We visited the Archaeological Museum in Rabat a couple of days ago to see the Roman bronzes which had been taken there from Volubilis for "protection".

The only security on show was a lazy attendant who spent the whole time gas bagging with a female toilet attendant. The CCTV cameras were out of order and I took photos to my heart's content. There seem to be no alarms, no surveillance at all and we were the only visitors walking the museum halls which has a number of emergency exits to the street. Such a place would be a professional art thief's dream.

When we get to the House of the Ephebus, which must have once been an impressive mansion on the main road into the city, I remember the bronze of the youth found there and housed in Rabat.

There are other impressive bronzes and Edith Wharton mentions one in her book worth quoting - the "sloughi" - or African hunting dog. Here is a photo I managed to take...

Apart from the hound, Wharton notes the fabulous Triumphal Arch on the Decumanus Maximus (main way) and fragments of the "bascilica" which my guide book tells me was most likely a courthouse (see the first photo).

“Little remains to Volubilis in the way of important monuments: only the fragments of a basilica, part of an arch of triumph erected in honour of Caracalla, and the fallen columns and architraves which strew the path of Rome across the world. But its site is magnificent; and as the excavation of the ruins was interrupted by the war it is possible that subsequent search may bring forth other treasures comparable to the beautiful bronze sloughi (the African hound) which is now its principal possession.”

Excerpt From: Wharton, Edith. “In Morocco.”

Wharton is wrong, however, about there being little of importance remaining at Volubilis itself.
There are several beautiful mosaics which may not have been unearthed at the time of her visit.
We were alarmed by the way the mosaics have been left open to the elements. Some are naturally showing signs of degradation.
The most impressive is that to be found in The House of Orpheus which shows the God playing his lyre to subdue a range of African animals, amongst them elephants, monkeys, leopards, tigers, rhinos, ostriches, ibex and bears.
I read most African animals in North Africa disappeared in the space of about two hundred years after the Romans settled. Apart from exporting top notch olive oil to the imperial capital, Volubilis also supplied Rome with tens of thousands of wild animals for slaughter in the colloseum.

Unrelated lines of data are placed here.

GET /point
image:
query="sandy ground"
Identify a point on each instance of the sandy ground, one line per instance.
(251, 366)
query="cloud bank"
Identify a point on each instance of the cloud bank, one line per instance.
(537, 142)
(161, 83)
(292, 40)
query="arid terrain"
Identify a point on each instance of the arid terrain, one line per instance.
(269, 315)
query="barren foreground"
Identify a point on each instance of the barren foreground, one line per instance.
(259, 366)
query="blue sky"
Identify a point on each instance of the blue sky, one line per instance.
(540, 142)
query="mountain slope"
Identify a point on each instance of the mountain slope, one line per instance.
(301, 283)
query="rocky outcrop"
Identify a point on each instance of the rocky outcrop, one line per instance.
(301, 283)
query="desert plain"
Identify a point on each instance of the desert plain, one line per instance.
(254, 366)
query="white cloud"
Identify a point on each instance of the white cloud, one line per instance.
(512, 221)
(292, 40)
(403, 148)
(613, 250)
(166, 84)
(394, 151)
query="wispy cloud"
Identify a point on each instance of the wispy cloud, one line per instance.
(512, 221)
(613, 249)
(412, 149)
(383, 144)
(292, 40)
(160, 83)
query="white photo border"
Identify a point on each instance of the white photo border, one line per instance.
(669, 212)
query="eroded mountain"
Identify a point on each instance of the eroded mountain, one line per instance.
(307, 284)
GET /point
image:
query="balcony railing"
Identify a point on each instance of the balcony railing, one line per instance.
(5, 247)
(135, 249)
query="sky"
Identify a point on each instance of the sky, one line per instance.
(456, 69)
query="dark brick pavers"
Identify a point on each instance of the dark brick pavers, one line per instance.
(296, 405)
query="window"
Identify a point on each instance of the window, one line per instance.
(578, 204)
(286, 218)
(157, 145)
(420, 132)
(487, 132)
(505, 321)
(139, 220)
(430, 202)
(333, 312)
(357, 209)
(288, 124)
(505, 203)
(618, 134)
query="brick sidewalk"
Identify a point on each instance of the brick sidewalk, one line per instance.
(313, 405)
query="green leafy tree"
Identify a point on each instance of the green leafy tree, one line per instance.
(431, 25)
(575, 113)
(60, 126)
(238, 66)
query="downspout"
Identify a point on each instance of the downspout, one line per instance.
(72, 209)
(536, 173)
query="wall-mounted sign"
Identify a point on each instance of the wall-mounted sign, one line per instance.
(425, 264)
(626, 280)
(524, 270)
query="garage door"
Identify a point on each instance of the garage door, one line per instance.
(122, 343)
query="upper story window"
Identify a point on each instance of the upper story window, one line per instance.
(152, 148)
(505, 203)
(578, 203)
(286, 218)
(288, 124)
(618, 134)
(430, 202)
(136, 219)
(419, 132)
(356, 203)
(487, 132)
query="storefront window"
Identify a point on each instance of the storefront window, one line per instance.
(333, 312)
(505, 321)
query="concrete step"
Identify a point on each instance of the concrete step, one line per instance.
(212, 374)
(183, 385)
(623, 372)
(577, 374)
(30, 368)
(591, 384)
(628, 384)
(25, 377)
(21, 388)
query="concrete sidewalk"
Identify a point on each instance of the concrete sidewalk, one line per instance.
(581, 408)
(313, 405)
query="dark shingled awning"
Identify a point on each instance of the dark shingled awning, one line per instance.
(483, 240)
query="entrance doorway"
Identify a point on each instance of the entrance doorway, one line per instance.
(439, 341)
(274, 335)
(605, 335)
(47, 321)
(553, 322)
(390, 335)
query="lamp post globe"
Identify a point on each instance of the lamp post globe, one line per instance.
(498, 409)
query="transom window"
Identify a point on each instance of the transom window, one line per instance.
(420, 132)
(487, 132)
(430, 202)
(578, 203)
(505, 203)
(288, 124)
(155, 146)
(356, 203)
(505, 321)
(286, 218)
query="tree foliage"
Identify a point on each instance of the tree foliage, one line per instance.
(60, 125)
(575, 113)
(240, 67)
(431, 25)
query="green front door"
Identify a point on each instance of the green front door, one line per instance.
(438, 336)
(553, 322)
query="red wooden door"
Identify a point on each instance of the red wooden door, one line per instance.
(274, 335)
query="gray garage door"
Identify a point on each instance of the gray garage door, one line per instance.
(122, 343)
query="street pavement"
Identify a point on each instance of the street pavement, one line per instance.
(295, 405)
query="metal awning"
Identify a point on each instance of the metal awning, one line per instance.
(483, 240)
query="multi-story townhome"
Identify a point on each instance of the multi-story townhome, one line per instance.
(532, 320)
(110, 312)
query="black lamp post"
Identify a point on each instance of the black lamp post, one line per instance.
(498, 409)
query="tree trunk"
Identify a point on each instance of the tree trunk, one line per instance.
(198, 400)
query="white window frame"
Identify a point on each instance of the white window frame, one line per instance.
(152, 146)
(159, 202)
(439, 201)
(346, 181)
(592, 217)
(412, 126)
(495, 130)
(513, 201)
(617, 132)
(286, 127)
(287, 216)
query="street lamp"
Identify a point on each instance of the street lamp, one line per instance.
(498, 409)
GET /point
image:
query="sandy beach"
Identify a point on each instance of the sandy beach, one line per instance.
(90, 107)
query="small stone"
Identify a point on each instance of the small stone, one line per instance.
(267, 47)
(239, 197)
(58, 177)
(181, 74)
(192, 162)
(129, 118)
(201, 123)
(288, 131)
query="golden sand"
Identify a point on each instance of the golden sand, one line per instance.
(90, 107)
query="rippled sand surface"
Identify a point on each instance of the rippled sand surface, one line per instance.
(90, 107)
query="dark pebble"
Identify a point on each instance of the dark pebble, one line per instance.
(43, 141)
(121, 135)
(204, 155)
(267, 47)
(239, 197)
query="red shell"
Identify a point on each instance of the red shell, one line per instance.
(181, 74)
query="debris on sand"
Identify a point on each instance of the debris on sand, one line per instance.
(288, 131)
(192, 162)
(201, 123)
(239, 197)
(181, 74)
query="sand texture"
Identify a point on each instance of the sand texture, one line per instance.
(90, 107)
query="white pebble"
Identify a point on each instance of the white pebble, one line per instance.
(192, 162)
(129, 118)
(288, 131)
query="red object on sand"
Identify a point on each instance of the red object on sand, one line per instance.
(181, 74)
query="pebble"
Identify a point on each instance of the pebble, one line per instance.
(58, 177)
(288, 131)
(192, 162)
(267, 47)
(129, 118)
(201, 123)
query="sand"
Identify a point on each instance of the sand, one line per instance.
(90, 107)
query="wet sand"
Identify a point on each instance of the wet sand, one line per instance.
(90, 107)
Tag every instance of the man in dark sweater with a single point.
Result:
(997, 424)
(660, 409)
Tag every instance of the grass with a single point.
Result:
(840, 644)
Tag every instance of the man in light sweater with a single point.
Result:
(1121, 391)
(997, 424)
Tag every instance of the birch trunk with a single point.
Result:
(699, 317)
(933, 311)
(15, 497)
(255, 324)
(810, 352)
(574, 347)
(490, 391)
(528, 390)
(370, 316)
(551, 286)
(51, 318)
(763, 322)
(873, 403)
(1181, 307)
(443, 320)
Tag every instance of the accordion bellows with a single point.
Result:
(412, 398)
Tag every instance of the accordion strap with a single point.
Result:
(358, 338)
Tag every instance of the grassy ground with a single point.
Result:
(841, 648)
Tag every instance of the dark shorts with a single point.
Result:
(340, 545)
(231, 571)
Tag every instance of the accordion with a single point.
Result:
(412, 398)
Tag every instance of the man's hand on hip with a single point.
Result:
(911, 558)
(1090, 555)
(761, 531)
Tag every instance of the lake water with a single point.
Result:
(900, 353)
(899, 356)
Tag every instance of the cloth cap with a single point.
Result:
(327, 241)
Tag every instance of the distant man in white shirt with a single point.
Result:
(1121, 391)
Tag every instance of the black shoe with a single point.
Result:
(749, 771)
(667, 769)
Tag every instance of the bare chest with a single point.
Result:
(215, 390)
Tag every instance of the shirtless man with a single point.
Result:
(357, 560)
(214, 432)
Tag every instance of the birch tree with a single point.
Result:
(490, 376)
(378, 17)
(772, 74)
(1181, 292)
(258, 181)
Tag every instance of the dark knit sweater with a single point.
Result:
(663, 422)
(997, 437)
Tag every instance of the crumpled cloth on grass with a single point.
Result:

Gladitorial spectacles as well as the slaughter of animals and Christians, was as popular in Africa it was in Rome.

This small ceramic piece from the site (c. 3 AD) depicts a gladiator.

There are several other mosaics at Volubilis worth noting. Heracles performs his twelve labours. This is no great work of art. Perhaps the almost comical depictions suggest something about provincial tastes of less refined Romans at the time who paid to have this stuff adorning their homes?

Here is Heracles bashing an Amazon ...

But then there are some very refined and exceptional pieces.

At the so called House of Venus we came across the Goddess, Diana Bathing...

I was surprised by what Volubilis had to offer, thinking that the ruins would be little more than rubble. It was a long day, a rewarding day, and coming back to another night of this ...

...I really can't complain about any of the aches and pains that result from such efforts, can I?